Like all small community centers, Ghatkopar also had just one principal road connecting it to Mumbai on the South-side and Thane in the north i.e.; Agra road. It was surrounded by creeks and hills. There are two popularly known theories for the name Ghatkopar:
It derived its name from the fact that it was the Kopara (Marathi for "Corner") of Western Ghats - Ghat-kopra.

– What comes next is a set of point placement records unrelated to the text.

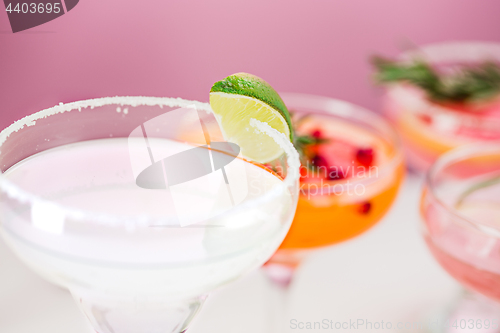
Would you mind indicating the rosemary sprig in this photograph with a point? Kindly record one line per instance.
(466, 85)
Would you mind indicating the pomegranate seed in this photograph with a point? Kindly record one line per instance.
(365, 208)
(365, 156)
(425, 118)
(316, 134)
(319, 161)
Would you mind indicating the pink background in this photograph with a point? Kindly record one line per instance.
(179, 48)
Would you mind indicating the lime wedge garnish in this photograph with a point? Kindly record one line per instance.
(241, 97)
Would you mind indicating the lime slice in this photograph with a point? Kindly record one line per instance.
(241, 97)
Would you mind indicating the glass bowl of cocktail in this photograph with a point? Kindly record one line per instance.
(460, 207)
(351, 171)
(139, 207)
(442, 96)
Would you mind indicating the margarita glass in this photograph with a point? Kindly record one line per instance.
(429, 129)
(346, 187)
(77, 207)
(460, 207)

It derived its name from the fact that there were many Ghats (Marathi for "Small Hills"), small river near the Eastern Express Highway where a lot of salt pans were there near Ghatkopar, so when people use to direct the way to reach these places they use to call it. Gram deiwait of Chembur is Ghatoba, his temple is opposite to Glass factory currently opposite to shopper stop in the premises of petrol pump. The Name Ghatkoper is dervred in Marathi is ( घाटोबाचा कोपरा ) corner of Ghatoba temple. The native of chemburities (People stay in Gaothan most of them are chaukalshi/Pachkalshi, Phatare prahu ..... etc... )worship Ghatoba on ospecian occasion.
Ghatkopar was inhabited mainly by Marathi people. But Then Migrants who came from Gujarat to Mumbai in need of good and healthy climatic conditions of the sanatoriums. Population was sparse and everyone knew each other. It was a close knit family. The streets were named after some of the renowned residents of the area like Navrojee lane named after Navrojee Sheth - a Parsee, Cama lane comes from Lady Cama Bai, Khot lane from people who ploughed and looked after farming activities of the place, Hingwala lane from a family that dealt in Asafoetida business, Khokhani lane from a family of jewelers and whose descendants still reside there, Khetani chowk named after Durlabhji Keshavji Khetani a renowned industrialist and philanthropist whose descendants still live in Ghatkopar.
The streets were without electric lights, and were lit with petromax lights which was lit by a man coming in every evening to light them up in every street. Roads were metal roads raised in the middle so that the rain water could slope down into the gutters and did not accumulate on the roads. Roads were sprinkled with water by the vans of municipality twice in the mornings and evenings.
By 1916, Ghatkopar had developed sufficiently that a municipal council for Ghatkopar-Kirol was set up. The administration was in charge of a Collector with the "Suburban District". In 1945, Ghatkopar was absorbed into Greater Mumbai.